# Finishing Quilted Maple



## Andy Kev. (23 Mar 2015)

I googled "best finish for quilted maple" and came up with this chap:

http://www.woodworkerssource.com/blog/t ... rly-maple/

I find his treatment no 3 to be the most interesting and love effect of the brown dye in the pic on the right. The chap is an American and he's using a brand of dye made by a firm called Behlen which is obviously available in the USA. Does anybody know of similar/identical dyes which are available in the UK or even Europe? I'm hoping that something exists as it is hard to imagine that the chemistry of days on this side of the Atlantic would radically differ from that of the American market.


----------



## Peter Sefton (23 Mar 2015)

This is the UK supplier of these products, never used them myself.

http://www.behlen.co.uk/Merchant2/merch ... Code=SBCOL

Cheers Peter


----------



## Andy Kev. (23 Mar 2015)

Peter,

thank you very much for the tip. I'll order some, try it out and if I can produce results that are fit to be seen in public, will report back.

Andy.


----------



## marcros (23 Mar 2015)

can you source transtint in germany? i have seen maple done similarly with that. I got some in the usa, and have been impressed. not aware of a supplier over here (UK) though.


----------



## MIGNAL (24 Mar 2015)

To be honest that's an awful way to finish Maple IMO. He's highlighted the figure but killed the holographic effect that figured Maple has. It has that 'burnt' look to the flame, which occurs when letting too much dye/stain leach into the figure. In other words, all the life has gone out of the wood. It may look impressive to those who aren't au fait with this sort of thing but to my eye it has a very hard, unnatural look to it. It's the kind of thing that needs to be seen in person to appreciate. 
All of this is pretty well understood by the Violinmakers who have been finishing figured Maple for centuries. They know a thing or two about figured Maple. Violinmakers do use stains but they tend to be very, very subtle. Most of their colour comes from UV light and tints that are in the Vasrnish.


----------



## Andy Kev. (24 Mar 2015)

Mignal,

that's an interesting point of view. Are you in a position to recommend what you would regard as an optimal treatment? I'm open to suggestions and I intend to try out all my options on a couple of sticks of scrap before coming to a decision in any event.


----------



## MIGNAL (24 Mar 2015)

Well, optimal is subjective. 
Try your stains but on off cuts. There are other stains that you can try. Make a strong tea stain by using 5 or so tea bags in boiling water. Apply to an off cut and it should turn your Maple a subtle Yellow colour. After 2 or 3 applications it will get darker but it will kill the holographic effect, the figure in your Maple will no longer 'dance' when you move the piece of wood. You should stop before you get to that stage. Some stains will allow you to go darker. After that it's a case of sealing the figure with a light coloured shellac. Once sealed you can then put on tinted coats of finish to build up the colour. The skill is putting on the coloured Varnish/Shellac evenly. It's easy to get it looking patchy but with practice it's certainly possible.

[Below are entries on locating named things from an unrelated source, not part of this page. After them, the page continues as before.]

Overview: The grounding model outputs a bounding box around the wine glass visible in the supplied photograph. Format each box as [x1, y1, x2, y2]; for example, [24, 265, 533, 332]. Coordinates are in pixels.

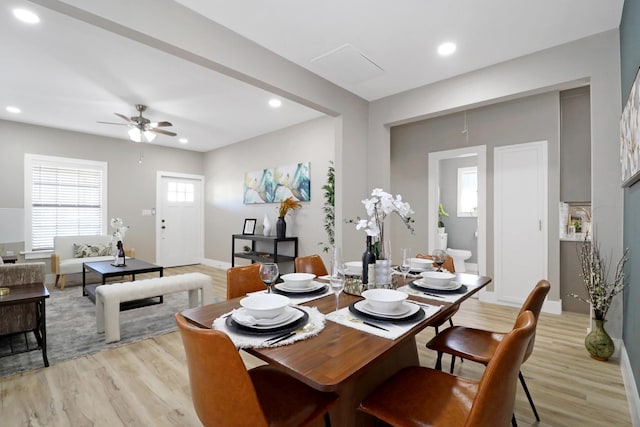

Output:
[260, 262, 280, 293]
[400, 248, 411, 284]
[431, 249, 447, 271]
[329, 248, 344, 311]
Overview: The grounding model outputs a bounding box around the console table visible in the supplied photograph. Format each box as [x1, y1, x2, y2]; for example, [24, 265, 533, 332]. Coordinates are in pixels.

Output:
[231, 234, 298, 267]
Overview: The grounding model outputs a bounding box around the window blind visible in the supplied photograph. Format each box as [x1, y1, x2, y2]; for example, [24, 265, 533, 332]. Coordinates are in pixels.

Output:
[30, 160, 106, 250]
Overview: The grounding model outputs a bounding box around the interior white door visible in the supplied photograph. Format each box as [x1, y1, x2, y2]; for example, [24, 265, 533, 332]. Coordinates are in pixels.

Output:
[156, 174, 204, 267]
[494, 141, 548, 305]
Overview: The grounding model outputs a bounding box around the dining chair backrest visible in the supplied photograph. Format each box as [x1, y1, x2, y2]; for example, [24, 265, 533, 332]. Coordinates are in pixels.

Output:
[176, 313, 268, 427]
[465, 311, 536, 427]
[516, 280, 551, 362]
[295, 254, 329, 277]
[416, 254, 456, 273]
[227, 263, 267, 299]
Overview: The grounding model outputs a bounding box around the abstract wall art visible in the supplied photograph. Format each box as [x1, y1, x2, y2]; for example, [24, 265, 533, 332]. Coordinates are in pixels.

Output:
[620, 67, 640, 187]
[243, 162, 311, 205]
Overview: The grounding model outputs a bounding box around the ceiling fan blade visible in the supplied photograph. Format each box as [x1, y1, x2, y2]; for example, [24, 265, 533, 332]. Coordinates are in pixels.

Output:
[149, 122, 173, 128]
[96, 122, 129, 126]
[149, 128, 177, 136]
[113, 113, 135, 125]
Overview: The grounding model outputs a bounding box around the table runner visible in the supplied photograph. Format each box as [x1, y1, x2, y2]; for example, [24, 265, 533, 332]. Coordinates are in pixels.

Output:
[326, 303, 442, 340]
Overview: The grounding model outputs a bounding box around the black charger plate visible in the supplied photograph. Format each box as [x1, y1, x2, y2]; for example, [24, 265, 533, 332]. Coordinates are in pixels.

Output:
[225, 307, 309, 335]
[409, 282, 467, 295]
[349, 301, 425, 323]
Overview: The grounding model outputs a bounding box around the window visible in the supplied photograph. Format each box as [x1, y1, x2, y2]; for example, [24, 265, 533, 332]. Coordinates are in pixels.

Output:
[458, 166, 478, 217]
[24, 154, 107, 251]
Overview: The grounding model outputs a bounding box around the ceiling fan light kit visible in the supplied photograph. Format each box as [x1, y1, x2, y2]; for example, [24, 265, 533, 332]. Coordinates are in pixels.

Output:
[98, 104, 177, 142]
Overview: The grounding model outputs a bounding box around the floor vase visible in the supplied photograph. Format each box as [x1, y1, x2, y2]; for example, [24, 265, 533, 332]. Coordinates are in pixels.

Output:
[584, 319, 615, 361]
[276, 216, 287, 239]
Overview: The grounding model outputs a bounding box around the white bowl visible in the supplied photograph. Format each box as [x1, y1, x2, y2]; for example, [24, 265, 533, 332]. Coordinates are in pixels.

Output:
[344, 261, 362, 275]
[280, 273, 316, 289]
[420, 271, 456, 287]
[362, 289, 408, 313]
[240, 294, 289, 319]
[411, 258, 433, 270]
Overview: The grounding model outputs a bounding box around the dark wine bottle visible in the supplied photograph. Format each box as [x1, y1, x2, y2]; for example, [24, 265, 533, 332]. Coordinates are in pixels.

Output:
[362, 236, 376, 289]
[116, 240, 126, 266]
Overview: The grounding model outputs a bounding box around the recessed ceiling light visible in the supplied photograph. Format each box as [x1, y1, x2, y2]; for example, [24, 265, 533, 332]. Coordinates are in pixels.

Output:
[13, 9, 40, 24]
[438, 42, 456, 56]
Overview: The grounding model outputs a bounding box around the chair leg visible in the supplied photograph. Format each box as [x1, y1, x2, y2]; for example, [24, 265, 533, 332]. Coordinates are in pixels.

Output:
[435, 351, 442, 371]
[324, 412, 331, 427]
[518, 371, 540, 421]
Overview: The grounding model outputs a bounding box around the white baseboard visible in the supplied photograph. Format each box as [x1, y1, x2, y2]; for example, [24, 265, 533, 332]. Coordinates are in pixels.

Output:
[616, 340, 640, 427]
[479, 290, 562, 314]
[202, 258, 231, 270]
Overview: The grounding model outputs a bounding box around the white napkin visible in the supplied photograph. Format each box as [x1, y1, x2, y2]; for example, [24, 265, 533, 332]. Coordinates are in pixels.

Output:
[398, 285, 476, 303]
[326, 304, 442, 340]
[213, 307, 324, 348]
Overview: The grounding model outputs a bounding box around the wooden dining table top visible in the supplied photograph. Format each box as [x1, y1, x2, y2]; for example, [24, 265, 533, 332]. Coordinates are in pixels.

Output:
[182, 273, 491, 391]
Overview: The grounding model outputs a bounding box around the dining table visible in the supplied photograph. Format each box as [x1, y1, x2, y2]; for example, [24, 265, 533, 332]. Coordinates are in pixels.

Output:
[182, 273, 491, 427]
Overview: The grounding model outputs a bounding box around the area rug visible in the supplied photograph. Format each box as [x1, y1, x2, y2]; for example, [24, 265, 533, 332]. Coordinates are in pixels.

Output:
[0, 277, 222, 378]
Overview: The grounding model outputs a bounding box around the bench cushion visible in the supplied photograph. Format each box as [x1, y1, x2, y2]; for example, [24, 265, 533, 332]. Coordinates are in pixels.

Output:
[96, 273, 213, 343]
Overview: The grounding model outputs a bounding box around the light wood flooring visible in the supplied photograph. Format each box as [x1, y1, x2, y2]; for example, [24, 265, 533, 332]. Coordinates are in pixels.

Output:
[0, 265, 631, 427]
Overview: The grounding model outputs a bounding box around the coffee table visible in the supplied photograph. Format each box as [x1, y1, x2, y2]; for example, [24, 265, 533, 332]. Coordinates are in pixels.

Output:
[82, 258, 163, 308]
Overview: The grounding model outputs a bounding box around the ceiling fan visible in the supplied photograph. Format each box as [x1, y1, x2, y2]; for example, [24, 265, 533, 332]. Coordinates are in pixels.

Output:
[98, 104, 177, 142]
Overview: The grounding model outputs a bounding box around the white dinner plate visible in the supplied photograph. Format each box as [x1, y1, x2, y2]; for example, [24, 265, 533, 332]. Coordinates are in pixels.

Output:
[413, 279, 462, 291]
[275, 281, 326, 293]
[354, 300, 420, 319]
[231, 307, 304, 329]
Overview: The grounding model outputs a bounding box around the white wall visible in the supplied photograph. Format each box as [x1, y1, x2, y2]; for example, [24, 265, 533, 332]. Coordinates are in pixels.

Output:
[204, 117, 336, 266]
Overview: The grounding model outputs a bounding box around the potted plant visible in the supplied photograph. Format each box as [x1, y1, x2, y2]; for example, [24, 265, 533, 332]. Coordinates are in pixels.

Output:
[570, 236, 629, 361]
[318, 161, 336, 253]
[276, 196, 302, 239]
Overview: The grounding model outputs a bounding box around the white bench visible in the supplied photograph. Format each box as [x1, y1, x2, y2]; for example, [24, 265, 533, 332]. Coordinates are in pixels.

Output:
[96, 273, 213, 343]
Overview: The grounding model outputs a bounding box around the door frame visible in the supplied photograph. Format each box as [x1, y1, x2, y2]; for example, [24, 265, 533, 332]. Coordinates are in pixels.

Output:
[427, 145, 487, 276]
[155, 171, 205, 264]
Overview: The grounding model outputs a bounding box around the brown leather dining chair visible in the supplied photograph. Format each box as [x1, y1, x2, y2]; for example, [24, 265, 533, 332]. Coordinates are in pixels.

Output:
[295, 254, 329, 277]
[416, 254, 460, 335]
[359, 311, 536, 427]
[227, 263, 267, 299]
[176, 313, 337, 427]
[427, 280, 551, 421]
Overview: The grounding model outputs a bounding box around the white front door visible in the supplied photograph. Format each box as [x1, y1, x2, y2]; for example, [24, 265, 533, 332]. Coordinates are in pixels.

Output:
[156, 172, 204, 267]
[493, 141, 548, 305]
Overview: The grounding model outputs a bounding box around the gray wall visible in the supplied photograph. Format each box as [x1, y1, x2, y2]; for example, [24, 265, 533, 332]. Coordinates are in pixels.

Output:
[440, 156, 478, 263]
[560, 86, 591, 202]
[205, 117, 336, 267]
[391, 92, 560, 300]
[0, 120, 203, 262]
[612, 0, 640, 408]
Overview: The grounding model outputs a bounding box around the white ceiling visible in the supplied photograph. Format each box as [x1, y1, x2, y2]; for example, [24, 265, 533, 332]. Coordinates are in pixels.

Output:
[0, 0, 624, 151]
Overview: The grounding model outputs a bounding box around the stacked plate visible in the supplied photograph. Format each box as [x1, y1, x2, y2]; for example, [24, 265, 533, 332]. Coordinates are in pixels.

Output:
[225, 306, 309, 335]
[275, 281, 327, 297]
[413, 271, 462, 292]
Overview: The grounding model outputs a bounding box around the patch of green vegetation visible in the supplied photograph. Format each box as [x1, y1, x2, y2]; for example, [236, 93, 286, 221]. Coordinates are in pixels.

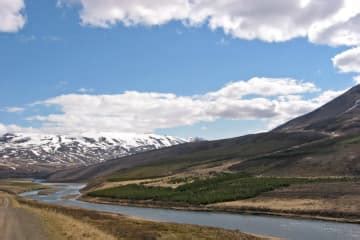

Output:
[88, 173, 317, 205]
[107, 133, 320, 182]
[107, 163, 188, 182]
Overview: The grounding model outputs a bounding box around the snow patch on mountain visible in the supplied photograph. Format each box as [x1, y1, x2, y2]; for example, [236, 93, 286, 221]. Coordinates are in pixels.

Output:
[0, 133, 187, 167]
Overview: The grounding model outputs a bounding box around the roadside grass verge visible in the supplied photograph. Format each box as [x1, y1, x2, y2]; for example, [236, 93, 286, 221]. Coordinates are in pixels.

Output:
[88, 173, 344, 205]
[19, 199, 267, 240]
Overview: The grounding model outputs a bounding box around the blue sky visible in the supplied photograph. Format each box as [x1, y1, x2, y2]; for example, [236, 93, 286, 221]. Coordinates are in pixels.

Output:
[0, 0, 358, 139]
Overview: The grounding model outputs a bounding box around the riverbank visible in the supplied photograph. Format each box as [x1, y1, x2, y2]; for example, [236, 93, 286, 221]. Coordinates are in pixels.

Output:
[81, 178, 360, 224]
[18, 198, 268, 240]
[79, 196, 360, 224]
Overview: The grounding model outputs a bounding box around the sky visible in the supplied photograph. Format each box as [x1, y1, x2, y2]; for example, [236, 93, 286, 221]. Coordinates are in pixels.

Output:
[0, 0, 360, 139]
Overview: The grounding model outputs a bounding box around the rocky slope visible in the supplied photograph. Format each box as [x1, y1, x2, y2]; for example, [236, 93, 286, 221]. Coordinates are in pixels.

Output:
[274, 85, 360, 135]
[49, 86, 360, 181]
[0, 131, 186, 174]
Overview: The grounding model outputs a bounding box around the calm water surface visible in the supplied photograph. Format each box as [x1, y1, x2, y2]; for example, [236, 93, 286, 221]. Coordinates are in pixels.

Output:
[22, 184, 360, 240]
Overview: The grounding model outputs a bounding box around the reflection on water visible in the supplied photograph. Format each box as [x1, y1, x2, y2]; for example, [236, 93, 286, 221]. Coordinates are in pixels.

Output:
[22, 184, 360, 240]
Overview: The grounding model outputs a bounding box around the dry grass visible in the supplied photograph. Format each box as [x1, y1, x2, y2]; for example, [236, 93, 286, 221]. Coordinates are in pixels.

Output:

You can also try putting one or two coats of Danish Oil after the light stain. The Oil will pop the grain a little better than Shellac. Allow it to dry thoroughly before applying any other finish. You want the Danish Oil in the wood rather than sitting on top, otherwise you may get compatability issues. It also needs to be very dry.

You can also use tube Oil paints, known as the glazing method. A few are transparent enough to work but can only be used with Oil finishes on a surface that has been well sealed first. 

https://www.youtube.com/watch?v=FBggyLF_cgA

He uses a few different paints but I only use one or two. 
There are many ways to finish Maple but I really don't like that burnt flame look of his last one. His earlier ones look better even if the figure isn't as pronounced.


----------



## Andy Kev. (30 Mar 2015)

I experimented at the weekend with three stains that I bought from the local DIY place, Danish oil on its own and tea (as per Mignal's Suggestion).

I gave the stains three coats and instead of sanding down, set my smoothing plane to produce ultra-thin shavings with the idea of leaving just the bits of grain which had taken up the stain. It seemed to work although it did not yield results that I was wholly satisfied with. However, I may experiment with that a little further.

Danish oil on its own was, as you might expect, pleasant but a bit innocuous and so the winner was tea - one coat of a five bag brew of Webster's Yorkshire Gold - followed by Danish oil. The result was, as predicted by Mignal, a subtle yellow colour. I was quite happy with only one application of tea but I intend to also try a two coat treatment.

I've hit on the idea of a coat or two of shellac as the final bit of finish. Will this be OK on top of the tea/Danish oil Treatment?


----------



## MIGNAL (30 Mar 2015)

Mix all three. Tea stain, then just one single wipe on/ wipe off application of Danish Oil. Let it dry thoroughly, 2 or 3 days. Then Shellac on top. You can use highly coloured Shellac - from Garnet through to virtually clear. You can even use tints to colour the Shellac further. A favourite of mine is a little bit of Alkanet tincture in a dark shellac, just a subtle amount to give it some warmth. This works especially well on American Black Walnut. As I stated previously, getting these highly coloured coats on evenly is difficult, especially on light coloured woods such as Maple . . but it is possible. 

The Danish Oil will give a slightly better result than Shellac, which is related to the index of refraction of Oils. That's why you often hear that Oil 'pops the grain'. It does. Best is an _all_ Oil finish but Shellac on top of a very, very thin application of Oil is a close second. You won't notice this until you have sufficient build up of finish and sometimes it's only when you do a side by side comparison that the difference is noticeable. Having said that Shellac by itself is perfectly OK, it's hardly a bad finish. These differences are subtle.


----------